田舎暮らしでは、働き方が限られ、思った以上に収入を増やすことが難しい場合があります。
そのため、WEBやITスキルを身につけておくことは、収入を増やす有効な手段となります。
以下にその理由を挙げてみます。
- 場所に縛られず所得を上げる
WEBやITスキルを活用することで、場所に縛られずに仕事を進めることができます。地理的な制約を受けず、自分に適した場所で仕事を行うことが可能です。 - 好きな時間に働くことが可能
インターネットを通じた仕事は時間や場所に柔軟に対応できるため、好きな時間に働くことができます。生活のリズムや優先事項に合わせて効率的に仕事を進めることが可能となります。 - パソコン1台でスキルが身につく
WEBやIT関連の仕事は、基本的にパソコン1台で行えることがメリットです。オンライン学習を通じてスキルを身につけ、仕事に活かすことができます。
これらの理由から、田舎暮らしをする際には、WEBやITスキルが自身を支える収入源となることがあります。
下記記事ではWEBやITスキル、その他資格取得について述べています。
WEBやITスキルに限らず、資格取得は資産形成において自身の大きな武器となります。
まとめ:田舎暮らしの特徴を理解し、不安を取り除きましょう。
今回の記事のまとめです。
田舎暮らしのメリットとして、都会の騒々しい生活から離れて、静かな環境で暮らせることが挙げられます。自然の美しい風景や四季の移り変わりを身近に感じながら、のんびりとした時間を過ごすことができます。
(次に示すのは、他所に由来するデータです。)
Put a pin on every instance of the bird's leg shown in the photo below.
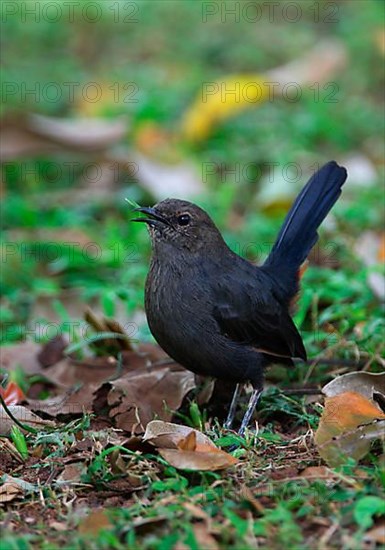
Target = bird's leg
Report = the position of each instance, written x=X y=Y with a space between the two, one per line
x=250 y=410
x=233 y=406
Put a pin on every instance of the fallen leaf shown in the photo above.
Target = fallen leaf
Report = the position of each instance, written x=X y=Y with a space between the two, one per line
x=194 y=450
x=317 y=472
x=135 y=398
x=71 y=474
x=188 y=443
x=22 y=414
x=13 y=487
x=364 y=383
x=348 y=425
x=24 y=355
x=11 y=394
x=168 y=435
x=52 y=351
x=195 y=460
x=94 y=522
x=9 y=491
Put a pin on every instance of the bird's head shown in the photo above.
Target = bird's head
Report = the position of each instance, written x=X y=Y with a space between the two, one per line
x=177 y=224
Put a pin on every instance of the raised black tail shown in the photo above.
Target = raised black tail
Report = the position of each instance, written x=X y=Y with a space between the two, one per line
x=299 y=231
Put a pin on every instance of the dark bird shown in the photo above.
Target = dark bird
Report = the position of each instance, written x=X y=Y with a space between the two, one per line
x=214 y=312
田舎暮らしのデメリットは、交通や仕事、医療機関などのインフラ不足にあります。都会と比較すると、人口が少ないために必要な施設やサービスが不足しており、利用者にとって選択肢が限定される傾向があります。
田舎暮らしを検討する際には、事前の準備と適切な計画が必要です。移住を検討する地方の補助金や支援金を活用することで、移住生活の負担を軽減することができます。
また、WEBやITスキルを身につけておくことで、地方移住における収入の不安を解消することができます。
総じて、田舎暮らしは自然やのどかな雰囲気を楽しむことができますが、生活インフラや慣れない環境に対応するためには柔軟性と準備が必要です。